DHL report reviews an air cargo sector in flux

By Mike Bryant

DHL B777. Source: DHL Express

DHL Global Forwarding’s latest Airfreight State of the Industry report, covering this past month (October) has illuminated the vagaries of what is currently a very unstable air cargo market.

The report found airfreight volumes as a whole remain somewhat suppressed, with demand continuing to remain low on most trade lanes, although transatlantic volumes are comparatively strong.

In fact, global demand has softened since April this year and this year’s peak season is expected to see less of a surge than last year.

Reduced purchasing power caused by economic lows will not help the sector, found the report, which uses data from sources including the International Monetary Fund (IMF), the International Air Transport Association (IATA), Seabury, WorldACD, IHS Markit Group and DGF Desk Research.

Lower sales and high inventory levels caused by reduced export orders will also not offer the industry any succour, nor will high inflation rates around the world that are causing uncertainty now and are likely to remain in force into 2023.

The ongoing war in Ukraine is of course having an impact on the airfreight sector, both in terms of cargo movements and capacity.

The report also pointed to a trend of air shipments being converted into ocean freight, with shippers likely to shift away from air cargo as ocean-going vessel schedule reliability continues to improve.

Overall airfreight capacity was up by 18% in October compared to the same month of 2021, with month-on-month increases continuing (although global airfreight capacity in October was down 5% compared to the same month of 2019).

The report described the greater capacity being made available as “encouraging”, but also pointed out that high jet fuel prices remain a challenge, with there having been only small signs of late of fuel prices softening.
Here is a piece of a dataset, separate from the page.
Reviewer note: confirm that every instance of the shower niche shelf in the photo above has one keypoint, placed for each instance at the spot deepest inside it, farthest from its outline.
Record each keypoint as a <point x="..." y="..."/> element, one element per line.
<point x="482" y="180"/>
With increasing capacity but sluggish demand for airfreight, it is no surprise that the cargo load factor is falling. Indeed, the industry-wide cargo load factor fell by 8% year-on-year in August.

Freight rates are suffering on most lanes, meanwhile. In August this year, average global rates were 6% higher than in the same month of 2021, but month-on-month declines are continuing.

DHL expects to see an aggressive spot market in operation, with fuel surcharges also likely to fluctuate as jet fuel prices rise.

For the rest of this year and into 2023, DHL is predicting further Covid outbreaks potentially impacting air cargo operations, with the sector also hit by airport backlogs caused by staff shortages.

Improving passenger service demand will create greater bellyhold cargo capacity, but demand for that capacity is likely to remain subdued, not least because of high inflation, soaring energy prices and low GDP growth around the world.

Blip on the screen of DHL’s Logistics Trend Radar

Meanwhile, DHL has also revealed the sixth edition of its Logistics Trend Radar market analysis. Logistics Trend Radar is produced every two years.

In the latest report, the express services giant brought together 40 trends that it says will shape the future of the global logistics community. Of these, it pointed to decarbonisation, robotics, Big Data, supply chain diversification and alternative energy sources as likely to have the biggest impact on transforming logistics.

“The events [of] the last two years have shown us the importance of having robust supply chains and logistics,” advised Katja Busch, chief commercial officer for DHL and head of DHL Customer Solutions and Innovation.

“We are therefore seeing businesses transform logistics from a quiet, back-end operation to a strategic asset and value driver.”

“The DHL Logistics Trend Radar is used like the North Star to navigate the future by our customers, partners, and colleagues and has now been in existence for nearly 10 years,” added Klaus Dohrmann, vice president head of innovation Europe at DHL Customer Solutions and Innovation.

“In this year’s edition, we introduced new trends that became more relevant to the logistics industry like Computer Vision, Interactive AI, Smart Labels and DEIB (Diversity, Equity, Inclusion & Belonging).

“Sustainability is definitely still a top-of-mind topic for our customers today but ensuring resilience in the supply chain is taking center stage in the transformation of logistics,” Dohrmann continued.

“The supply chain status quo narrative of efficiency and operational excellence is now being complemented by an understanding that the supply chain is an essential driver of tangible value creation,” he concluded.